La greffière, La présidente de chambre,
AU NOM DU PEUPLE FRAN'AIS
COUR D'APPEL DE PARIS
Pôle 4 - Chambre 6
ARRÊT DU 06 JUIN 2025
(n° /2025, 9 pages)
Numéro d'inscription au répertoire général : N° RG 23/18296 - N° Portalis 35L7-V-B7H-CIQUV
Décision déférée à la Cour : ordonnance du 02 octobre 2023 - juge de la mise en état de MEAUX - RG n° 21/05022
APPELANTES
S.C.C.V. CALA prise en la personne de son représentant légal domicilié en cette qualité audit siège
[Adresse 8]
[Localité 7]
Représentée par Me Nathalie LESENECHAL, avocat au barreau de PARIS, toque : D2090
Ayant pour avocat plaidant à l'audience Me Bertrand RABOURDIN, avocat au barreau de PARIS
S.A.S. SEIXO PROMOTION prise en la personne de son représentant légal domicilié en cette qualité audit siège
[Adresse 8]
[Localité 7]
Représentée par Me Nathalie LESENECHAL, avocat au barreau de PARIS, toque : D2090
Ayant pour avocat plaidant à l'audience Me Bertrand RABOURDIN, avocat au barreau de PARIS
INTIMÉS
Monsieur [F] [X]
[Adresse 1]
[Localité 10]
Représenté par Me Gilles GOLDNADEL, avocat au barreau de PARIS, toque : C1773
Madame [L] [P] épouse [X]
[Adresse 1]
[Localité 10]
Représentée par Me Gilles GOLDNADEL, avocat au barreau de PARIS, toque : C1773
Monsieur [R] [V]
[Adresse 4]
[Localité 13]
Représenté par Me Olivier DELAIR, avocat au barreau de PARIS, toque : D1912
Société MUTUELLE DES ARCHITECTES FRANCAIS - MAF, en sa qualité d'assureur de M. [V], prise en la personne de son représentant légal domicilié en cette qualité audit siège
[Adresse 2]
[Localité 9]
Représentée par Me Olivier DELAIR, avocat au barreau de PARIS, toque : D1912
PARTIES INTERVENANTES
S.E.L.A.S. BL ET ASSOCIES prise en la personne de Me [C] [D], administrateur judiciaire de Monsieur [R] [V], domicilié en cette qualité audit siège
[Adresse 5]
[Localité 11]
Représentée par Me Olivier DELAIR, avocat au barreau de PARIS, toque : D1912
S.E.L.A.R.L. JSA, prise en la personne de Me [Z] [U], mandataire judiciaire de Monsieur [R] [V], domicilié en cette qualité audit siège
[Adresse 6]
[Localité 12]
Représentée par Me Olivier DELAIR, avocat au barreau de PARIS, toque : D1912
COMPOSITION DE LA COUR :
L'affaire a été débattue le 13 mars 2025, en audience publique, devant la Cour composée de :
Mme Sylvie DELACOURT, présidente de chambre
Mme Laura TARDY, conseillère
Mme Viviane SZLAMOVICZ, conseillère
qui en ont délibéré, un rapport a été présenté à l'audience par Mme Sylvie DELACOURT dans les conditions prévues par l'article 804 du code de procédure civile.

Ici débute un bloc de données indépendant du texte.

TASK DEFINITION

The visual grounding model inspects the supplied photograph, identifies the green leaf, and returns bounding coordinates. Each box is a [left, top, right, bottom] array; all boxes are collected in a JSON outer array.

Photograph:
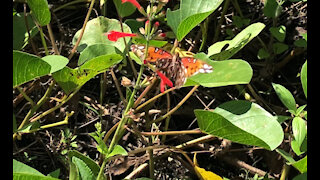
[[208, 22, 265, 60], [124, 19, 144, 33], [13, 159, 44, 176], [13, 13, 39, 50], [272, 42, 288, 54], [53, 54, 122, 94], [72, 16, 132, 53], [132, 38, 168, 48], [232, 16, 250, 28], [27, 0, 51, 26], [68, 150, 101, 179], [113, 0, 136, 17], [106, 145, 128, 158], [295, 105, 306, 116], [129, 51, 142, 65], [13, 173, 61, 180], [13, 51, 51, 88], [195, 100, 284, 150], [42, 55, 69, 73], [257, 48, 270, 60], [276, 115, 291, 124], [291, 156, 307, 173], [78, 44, 121, 66], [17, 121, 41, 133], [301, 60, 307, 98], [275, 148, 296, 164], [269, 25, 286, 42], [294, 39, 307, 48], [184, 54, 253, 87], [166, 0, 224, 41], [293, 173, 307, 180], [263, 0, 283, 18], [47, 169, 60, 178], [68, 158, 80, 180], [291, 117, 307, 155], [272, 83, 297, 112]]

Greffière, lors des débats : Mme Manon CARON
ARRÊT :
- contradictoire.
- par mise à disposition de l'arrêt au greffe de la Cour, les parties en ayant été préalablement avisées dans les conditions prévues au deuxième alinéa de l'article 450 du code de procédure civile.
- signé par Sylvie DELACOURT, présidente de chambre et par Tiffany CASCIOLI, greffière, présente lors de la mise à disposition.
EXPOSE DES FAITS ET DE LA PROCEDURE
La société Cala, ayant pour gérant la société Seixo Promotion, a entrepris, en qualité de maître d'ouvrage, la construction d'un immeuble de 24 logements sur un terrain situé [Adresse 3] à [Localité 10], sous la maîtrise d''uvre de conception et d'exécution de M. [R] [V], architecte, assuré auprès de la Mutuelle des Architectes Français (la MAF).
Par acte authentique en date du 12 novembre 2018, la société Cala a vendu en l'état futur d'achèvement à M. [X] et Mme [P], épouse [X] (les époux [X]), un appartement et deux parkings pour un prix de 433 000 euros TTC.
La société Cala s'est engagée à achever et à livrer les biens vendus au cours du premier trimestre 2020 et au plus tard le 31 mars 2020, sauf survenance d'un cas de force majeure ou de suspension du délai de livraison.
Suivant lettre recommandée avec demande d'avis de réception en date du 23 décembre 2020, l'avocat de M. et Mme [X] a mis en demeure la société Cala de produire les justificatifs du retard de livraison et, à défaut d'être en mesure de justifier ce retard, de payer la somme de 21 252,71 euros.
Les travaux ont été achevés le 27 septembre 2021 et les biens des époux [X] effectivement livrés le 12 octobre 2021, avec réserves. Ces derniers ont fait établir par un huissier de justice un procès-verbal de constat de désordres le jour de la livraison.
Par actes en date du 2 décembre 2021, les époux [X] ont assigné la société Cala et la société Seixo Promotion pour les voir condamner in solidum notamment à réparer leurs préjudices, générés par le retard de livraison et à remédier aux malfaçons listées dans un procès-verbal de constat d'huissier du 12 octobre 2021.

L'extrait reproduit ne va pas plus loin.